How Big Data Relates to Process Mining – And How It Doesn’t

It has been a year with much talk about Big data. So, how does Process Mining relate to Big Data – and how does it not?

Process mining is not really about Big Data

On first glance, the topics discussed in the Big Data environment are not necessarily related to Process Mining, because:

  • Most of the big data examples are about mining unstructured data (such as social media conversations) to, for example, leverage what people say publicly online for measuring brand image.

    Process mining is mostly about mining structured data from a process perspective and can be used in conjunction with unstructured mining techniques such as text mining.

  • Big Data discussions are a lot about dealing with enormous amounts of data while process mining can but does not need to be based on terabytes of data.

    For process mining, it’s often enough to look at three month’s or a year’s data for one process, which for many processes does not exceed a few million of events.

Process mining is about Big Data

Ten to twelve years ago, when Wil van der Aalst started process mining, people were saying that there is no data that could be used for automated process discovery.

Today, data is not the problem – Data is everywhere. Most companies have loads of unused process data that can be used for process mining. This is a side-effect of the ongoing digitization and automation of business processes, leaving digital traces of real process executions as a byproduct.

These digital traces reflect closely what has happened in the real world and enable the application of process mining:

  • Business processes can be made visible to understand how these processes are actually executed, creating a transparency that helps organizations to re-gain control over their ever more complex business environments.
  • Processes change.
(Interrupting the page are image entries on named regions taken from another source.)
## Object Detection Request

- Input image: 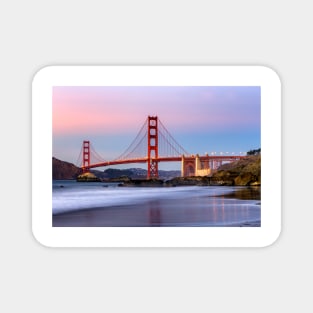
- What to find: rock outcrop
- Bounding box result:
[211,155,261,186]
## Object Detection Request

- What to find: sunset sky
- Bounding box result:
[52,86,261,169]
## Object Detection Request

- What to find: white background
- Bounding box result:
[0,0,313,312]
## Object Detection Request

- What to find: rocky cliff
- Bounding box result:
[52,157,82,179]
[211,155,261,186]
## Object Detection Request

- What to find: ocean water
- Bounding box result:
[52,180,261,227]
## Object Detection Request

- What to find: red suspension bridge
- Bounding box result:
[79,116,244,179]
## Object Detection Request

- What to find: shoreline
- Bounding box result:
[52,187,261,227]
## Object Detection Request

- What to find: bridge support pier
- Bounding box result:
[82,140,90,173]
[147,116,159,179]
[181,154,212,177]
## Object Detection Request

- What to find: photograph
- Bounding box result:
[51,85,262,228]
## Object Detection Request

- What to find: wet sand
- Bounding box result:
[52,191,260,227]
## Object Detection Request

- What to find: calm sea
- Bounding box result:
[52,180,261,227]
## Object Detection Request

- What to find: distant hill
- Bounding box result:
[52,157,180,180]
[52,158,82,179]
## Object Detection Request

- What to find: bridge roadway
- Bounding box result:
[82,155,244,168]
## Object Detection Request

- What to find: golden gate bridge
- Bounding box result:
[78,116,244,179]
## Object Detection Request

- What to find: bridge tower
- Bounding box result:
[147,116,159,179]
[82,140,90,173]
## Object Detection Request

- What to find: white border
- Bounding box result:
[32,66,281,247]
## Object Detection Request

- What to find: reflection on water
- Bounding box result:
[53,182,261,227]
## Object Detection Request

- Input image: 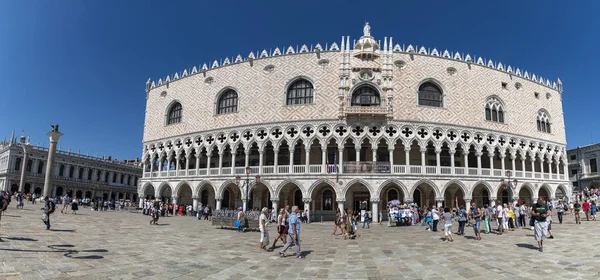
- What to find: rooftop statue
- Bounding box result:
[363,22,371,36]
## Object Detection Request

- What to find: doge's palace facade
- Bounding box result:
[138,24,571,219]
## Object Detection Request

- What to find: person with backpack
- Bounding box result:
[42,196,56,230]
[456,205,467,235]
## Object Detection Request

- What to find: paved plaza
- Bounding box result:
[0,204,600,279]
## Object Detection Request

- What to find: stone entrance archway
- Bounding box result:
[519,186,533,206]
[248,183,271,211]
[144,185,155,200]
[310,183,337,221]
[344,183,371,213]
[444,184,469,209]
[413,183,435,208]
[471,184,490,207]
[496,184,513,204]
[279,183,304,210]
[177,184,194,205]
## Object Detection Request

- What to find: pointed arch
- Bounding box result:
[341,178,375,197]
[409,179,442,197]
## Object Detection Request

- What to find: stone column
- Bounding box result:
[219,152,224,174]
[421,148,427,174]
[271,198,279,213]
[289,150,295,173]
[273,149,279,174]
[192,195,198,211]
[475,152,483,175]
[44,129,63,196]
[302,198,311,223]
[404,147,410,174]
[337,145,344,174]
[304,145,310,173]
[258,149,265,174]
[450,149,456,174]
[337,200,346,213]
[19,143,33,193]
[371,198,380,223]
[435,149,442,174]
[321,145,328,174]
[215,198,222,210]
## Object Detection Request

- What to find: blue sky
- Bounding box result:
[0,0,600,159]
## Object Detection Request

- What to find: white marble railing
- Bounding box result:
[143,162,568,180]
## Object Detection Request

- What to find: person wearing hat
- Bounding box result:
[41,196,56,230]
Because process mining automatically creates this transparency from existing data logs, the analysis can be easily repeated with little effort – to adapt to these changes or to validate the effects of improvement initiatives.
  • Instead of samples from walk-throughs, all the data can be used to obtain a complete picture of the process – including all variations and exceptions, even if they occurred just once or twice.

Process mining is ever more possible and viable because of the data explosion, so it’s an opportunity that has emerged out of Big Data. I really like this quote by Thornton May about Big Data and analytics:

The old think was that information overload is a problem. We’ve got to change our thinking. Having all this information available to us is not a bug; it’s a feature.

How do you see Process Mining in relation to Big Data?